Airbus Helicopters said the aircraft was ordered in August 2015 and has been customized for day and night time operations, enabling it to fly anti-poaching and other missions. Custom equipment includes an SX Nightsun light for night-time flights and a cargo swing so that large animals and other items can be carried.

In typical operations, the H125 will be flown by a pilot and able to carry up to five passengers on flights of up to four and a half hours or over a distance of approximately 630 kilometres.

Poaching has been on the increase in Namibia, with 80 rhinos poached in the country in 2015, according to figures released by the Ministry of Environment and Tourism. One rhinoceros was poached in 2009, one in 2010 and one in 2011. Two were killed in 2012, four in 2013, and 25 in 2014.

With the latest delivery, the Namibian Government becomes the latest H125 customer and operator, Airbus Helicopters said in a statement.

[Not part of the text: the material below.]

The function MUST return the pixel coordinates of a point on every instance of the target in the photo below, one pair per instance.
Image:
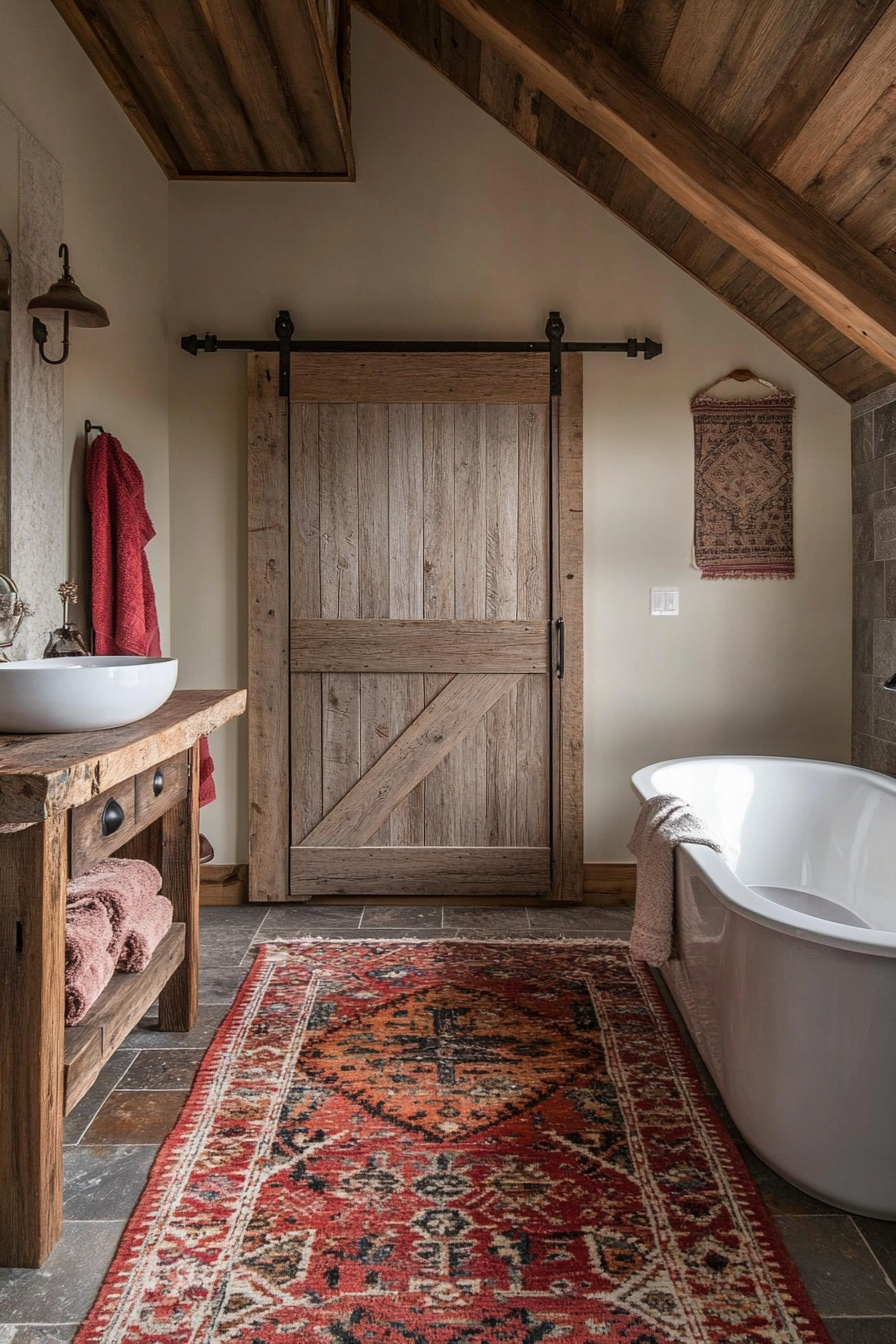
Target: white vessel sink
(82, 694)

AHZA assembled the new helicopter at its Grand Central, Midrand base near Johannesburg, South Africa. The Department of Environmental Affairs & Tourism’s pilot was also trained at AHZA and was among the first to make use of the company’s new AS350/H125 helicopter flight simulator, which was recently commissioned.

The H125 (previously known as the AS350) is a member of Airbus Helicopters’ Ecureuil (Squirrel) family. Some 5,000 single-engine Ecureuils have been delivered in more than 100 countries for some 1,600 operators. Of these, more than 170 are flown by African operators. The worldwide fleet has accumulated more than 23 million flight hours.

Namibia is a repeat Eurocopter/Airbus Helicopters customer and has bought its rotorcraft for other law enforcement agencies. On 20 September 2012, Namibia’s Police Force (NAMPOL) took delivery of a new EC145 (now H145) helicopter. Namibia’s Ministry of Safety & Security ordered the twin-engined multi-mission helicopter in 2011 to complement NAMPOL’s existing fleet of two single-engine AS350B3 helicopters. The Namibia Police Air Wing was established in 2009.



The multi-mission EC145 can be flown by one or two pilots and carries up to nine passengers. It is powered by two Turbomeca Arriel 1E2 engines, giving a cruise speed of 135 kts (approx. 250km/h) and an endurance of up to 3.5 flight hours. It also features a night vision goggle-compatible glass cockpit enabling operations in poor visibility conditions. Its digital autopilot allows for either single or dual pilot missions.